The AI revolution is reshaping the telecommunications landscape in profound ways. At the recent MWC 2026 in Barcelona, Nokia chief executive Justin Hotard emphasized the urgency of adapting networks to support the dramatically changing demands of AI workloads. With traditional networks built around Service Level Agreements (SLAs), the evolution towards AI requires a major operational shift.
Hotard detailed how AI traffic has transformed from simple human-machine interactions to complex machine-to-machine communications. To stay ahead, networks need to transition to deterministic, programmable architectures. This shift will facilitate the seamless connection of data centers, improve transport networks, and enhance edge computing.
Nokia’s approach involves rethinking precisely how we manage this AI traffic. The company’s AI-RAN initiative, in partnership with tech giants like BT, Elisa, NTT DOCOMO, and Vodafone, illustrates this. Hotard clarified, “This is not about putting in a GPU to leave excess capacity for intelligence,” focusing instead on optimizing token delivery and performance.
This change from peak-capacity planning to a model focused on real-time demands highlights the evolving expectations of network reliability. The traditional five-nines or six-nines SLA model is not equipped to handle the dynamic requirements of AI, particularly in a 5G and 6G world. Networks must incorporate AI at every level, not merely as an afterthought.
Moreover, the recent partnership with Nvidia is not about spare capacity but about managing AI traffic more effectively. Nokia sees AI reshaping network architectures, driving increased investments into transport networks.

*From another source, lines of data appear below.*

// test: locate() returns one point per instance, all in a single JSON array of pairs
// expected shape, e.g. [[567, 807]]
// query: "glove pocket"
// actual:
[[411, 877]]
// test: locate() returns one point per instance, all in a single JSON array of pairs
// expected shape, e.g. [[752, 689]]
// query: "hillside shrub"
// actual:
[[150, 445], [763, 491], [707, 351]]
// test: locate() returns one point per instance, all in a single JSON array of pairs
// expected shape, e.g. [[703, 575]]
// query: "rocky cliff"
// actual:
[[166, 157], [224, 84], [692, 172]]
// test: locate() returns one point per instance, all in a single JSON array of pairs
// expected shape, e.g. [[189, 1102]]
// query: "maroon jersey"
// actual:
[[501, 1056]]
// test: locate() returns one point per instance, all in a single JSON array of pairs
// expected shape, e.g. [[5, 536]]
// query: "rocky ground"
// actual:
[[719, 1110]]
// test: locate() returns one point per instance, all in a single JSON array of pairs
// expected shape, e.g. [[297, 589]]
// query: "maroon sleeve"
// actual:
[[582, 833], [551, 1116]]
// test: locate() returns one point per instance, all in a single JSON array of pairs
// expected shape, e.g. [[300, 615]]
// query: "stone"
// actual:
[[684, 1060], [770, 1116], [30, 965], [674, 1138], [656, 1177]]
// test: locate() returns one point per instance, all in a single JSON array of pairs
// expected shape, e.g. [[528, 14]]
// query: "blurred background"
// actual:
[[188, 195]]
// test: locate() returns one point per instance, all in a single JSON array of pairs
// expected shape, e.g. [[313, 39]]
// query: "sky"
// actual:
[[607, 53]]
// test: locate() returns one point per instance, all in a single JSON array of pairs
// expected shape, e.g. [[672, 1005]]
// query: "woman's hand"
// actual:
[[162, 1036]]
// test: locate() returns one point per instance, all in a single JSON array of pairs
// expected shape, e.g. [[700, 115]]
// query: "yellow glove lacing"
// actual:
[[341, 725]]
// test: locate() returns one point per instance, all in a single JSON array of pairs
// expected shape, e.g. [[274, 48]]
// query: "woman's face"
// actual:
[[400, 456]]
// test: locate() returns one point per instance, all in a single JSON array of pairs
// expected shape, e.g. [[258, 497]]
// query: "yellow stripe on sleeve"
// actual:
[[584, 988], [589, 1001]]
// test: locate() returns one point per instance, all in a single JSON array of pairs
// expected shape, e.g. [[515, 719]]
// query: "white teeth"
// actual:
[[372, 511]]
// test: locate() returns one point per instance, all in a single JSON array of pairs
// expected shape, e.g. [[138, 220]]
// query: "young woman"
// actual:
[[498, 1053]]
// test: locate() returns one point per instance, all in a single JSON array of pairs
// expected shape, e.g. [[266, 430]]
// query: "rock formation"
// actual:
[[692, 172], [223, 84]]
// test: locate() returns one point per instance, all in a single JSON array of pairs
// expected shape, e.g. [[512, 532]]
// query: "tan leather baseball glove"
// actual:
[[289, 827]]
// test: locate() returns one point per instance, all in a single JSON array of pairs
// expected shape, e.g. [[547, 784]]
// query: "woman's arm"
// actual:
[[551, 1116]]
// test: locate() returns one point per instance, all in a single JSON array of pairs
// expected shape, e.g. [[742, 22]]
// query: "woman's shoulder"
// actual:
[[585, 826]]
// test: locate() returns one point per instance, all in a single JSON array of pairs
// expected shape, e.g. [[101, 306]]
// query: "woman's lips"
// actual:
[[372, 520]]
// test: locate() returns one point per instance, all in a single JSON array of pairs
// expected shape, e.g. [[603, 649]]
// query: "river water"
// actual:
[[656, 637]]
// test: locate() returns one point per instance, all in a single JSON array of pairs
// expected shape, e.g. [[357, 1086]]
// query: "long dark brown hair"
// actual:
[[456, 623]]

This is necessary to address the massive data generated every month – 77 exabytes, to be specific.
Furthermore, Nokia highlights the importance of scale-across networking. As AI applications grow, interconnected data centers become critical, extending beyond the capabilities of single centers. This shift aligns with discussions from companies like Lumen, emphasizing east-to-west connectivity necessary for today’s smart networks.

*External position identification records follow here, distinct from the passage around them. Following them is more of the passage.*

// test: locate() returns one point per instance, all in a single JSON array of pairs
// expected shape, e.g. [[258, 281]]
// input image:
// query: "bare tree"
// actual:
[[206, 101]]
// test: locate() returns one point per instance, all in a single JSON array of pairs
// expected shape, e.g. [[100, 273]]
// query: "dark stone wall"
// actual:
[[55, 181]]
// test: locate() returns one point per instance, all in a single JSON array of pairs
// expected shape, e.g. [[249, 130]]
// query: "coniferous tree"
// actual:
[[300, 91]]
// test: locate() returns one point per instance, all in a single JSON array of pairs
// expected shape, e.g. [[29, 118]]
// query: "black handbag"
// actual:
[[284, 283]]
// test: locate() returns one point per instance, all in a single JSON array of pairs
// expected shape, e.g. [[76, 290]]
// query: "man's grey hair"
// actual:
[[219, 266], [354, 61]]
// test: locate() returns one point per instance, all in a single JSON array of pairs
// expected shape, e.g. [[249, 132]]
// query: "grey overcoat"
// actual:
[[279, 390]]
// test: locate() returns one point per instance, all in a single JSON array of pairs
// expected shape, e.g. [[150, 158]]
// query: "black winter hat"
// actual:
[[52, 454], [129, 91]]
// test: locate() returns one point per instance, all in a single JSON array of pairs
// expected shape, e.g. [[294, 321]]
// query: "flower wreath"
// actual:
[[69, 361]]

In summary, the leap towards AI-integrated networks represents a systematic transformation, impacting infrastructure from data centers to the edge. By embedding AI within network layers rather than adjoining it on top, Nokia aims to enable networks to adapt to the real-time demands of modern technology.
As the realm of AI continues to expand, the question remains: Will the industry embrace this shift promptly enough to keep pace with the rapid evolution? With collaborations and infrastructure investments ongoing, it is evident that the industry has begun to pivot in anticipation of this AI-driven future.